Rasa ragu tiba-tiba muncul ketika saya dinyatakan diterima di Universitas ini, bukan tidak yakin dengan kemampuan saya, tapi lebih cenderung kepada kemampuan keluarga saya ntuk membayar biaya kuliah yang memang tidak murah. Atas ijin Allah akhirnya saya bisa melunasi biaya administrasi untuk semester pertama ini, lega rasanya bisa kuliah di tempat yang memang kualitasnya sudah tidak diragukan lagi.
Dikota besar ini saya hidup sendiri, tidak ada sanak saudara yang dikenal, kalaupun ada mereka berada jauh dari tempat kosan saya. Semua saya lakukan sendiri disini, mulai dari bangun tidur sampai tidur lagi saya selalu sendiri, sempat menyesal dengan pilihan hidup dirantau seperti ini,tapi karena didasari tekad yang kuat, maka semngat saya kembali lagi. Kehidupan dikampus sangat jauh berbeda dengan apa yang saya bayangkan sebelumnya, semua terasa asing, terasa begitu membingunkan, mulai darijadal kulaih, sampai cara pengumpulan tugasnyapun sangat berbeda. Dengan usaha yang kuat dan kerja keras saya bisa beradaptasi  dengan lingkungan kampus. Usaha yang saya lakukan tak cukup sampai disitu, saya berusaha mencari teman yang berasal dari daerah yang sama, yang sama-sama merantau,  ternyata ada, dan kehidupan mereka ternyata lebih beruntung karena mereka tinggal dengan saudara mereka.

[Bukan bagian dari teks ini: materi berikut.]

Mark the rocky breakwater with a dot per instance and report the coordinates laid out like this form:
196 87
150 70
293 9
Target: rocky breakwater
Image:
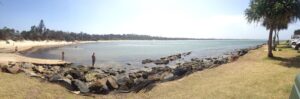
88 80
166 60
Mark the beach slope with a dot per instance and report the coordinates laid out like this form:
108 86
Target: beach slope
253 76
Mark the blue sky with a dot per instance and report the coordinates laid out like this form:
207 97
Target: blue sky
169 18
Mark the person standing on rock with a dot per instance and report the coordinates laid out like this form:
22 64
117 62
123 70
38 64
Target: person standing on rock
93 59
16 49
62 55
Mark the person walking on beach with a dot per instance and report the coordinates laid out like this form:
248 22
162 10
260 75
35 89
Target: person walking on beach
16 49
93 59
62 55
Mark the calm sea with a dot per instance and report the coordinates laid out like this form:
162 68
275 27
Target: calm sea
120 53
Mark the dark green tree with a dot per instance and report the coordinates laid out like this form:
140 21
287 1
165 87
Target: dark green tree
272 14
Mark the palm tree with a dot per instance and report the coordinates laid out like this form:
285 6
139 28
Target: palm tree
276 36
272 14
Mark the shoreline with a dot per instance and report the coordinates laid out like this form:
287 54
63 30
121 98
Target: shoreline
93 80
8 54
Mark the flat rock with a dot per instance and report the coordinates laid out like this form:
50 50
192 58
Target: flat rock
81 86
13 69
112 83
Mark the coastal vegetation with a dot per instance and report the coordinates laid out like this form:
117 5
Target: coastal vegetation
251 76
40 32
274 15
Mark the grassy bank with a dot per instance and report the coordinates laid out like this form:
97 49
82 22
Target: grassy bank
252 76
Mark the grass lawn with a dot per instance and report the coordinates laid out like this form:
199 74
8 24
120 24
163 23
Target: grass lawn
253 76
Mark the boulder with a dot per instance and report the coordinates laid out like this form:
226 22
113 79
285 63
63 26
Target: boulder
111 83
124 82
80 86
154 77
167 76
28 65
180 71
55 68
99 87
76 74
90 76
160 62
39 69
13 69
30 72
147 61
56 78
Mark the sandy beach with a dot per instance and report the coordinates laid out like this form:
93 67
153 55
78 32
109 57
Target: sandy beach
8 51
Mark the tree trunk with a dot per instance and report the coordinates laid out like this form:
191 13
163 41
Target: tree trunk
270 54
277 37
274 40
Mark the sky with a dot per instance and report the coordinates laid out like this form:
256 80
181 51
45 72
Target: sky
167 18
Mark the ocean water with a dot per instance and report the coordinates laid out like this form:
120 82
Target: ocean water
120 53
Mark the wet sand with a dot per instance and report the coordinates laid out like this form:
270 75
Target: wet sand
8 51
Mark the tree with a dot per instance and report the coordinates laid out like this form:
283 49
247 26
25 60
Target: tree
272 14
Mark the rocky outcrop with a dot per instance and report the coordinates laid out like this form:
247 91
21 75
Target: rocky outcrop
84 79
166 60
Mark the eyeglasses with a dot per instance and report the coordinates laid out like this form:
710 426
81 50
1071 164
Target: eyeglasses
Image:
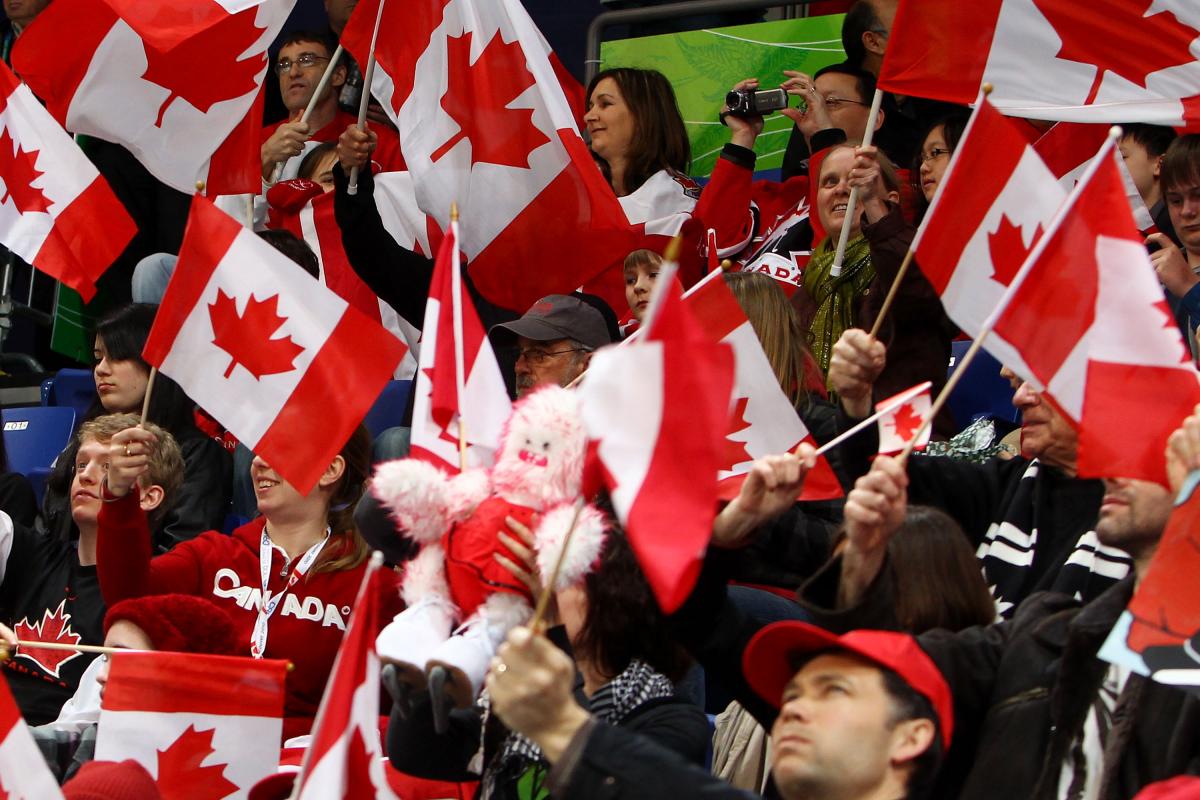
834 102
537 358
305 60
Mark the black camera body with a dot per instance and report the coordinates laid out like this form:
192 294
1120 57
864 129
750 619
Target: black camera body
747 102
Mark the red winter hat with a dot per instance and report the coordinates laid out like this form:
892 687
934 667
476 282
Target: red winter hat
112 781
180 623
771 661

Seperti anak yang baru lahir mungkin itu pengibaratan yang bisa saya katakan untuk diri saya, tidak tau harus ngapain dan harus kemana ketika tidak ada kegiatan kuliah, tidur dikosan pun menjadi pilihan, selain karena memang ga ada teman, juga demi untuk menghemat pengeluaran. Saya yakin ini belum seberapa dan saya harus bisa lebih kuat lagi dalam menghadapihidup dikota besar ini.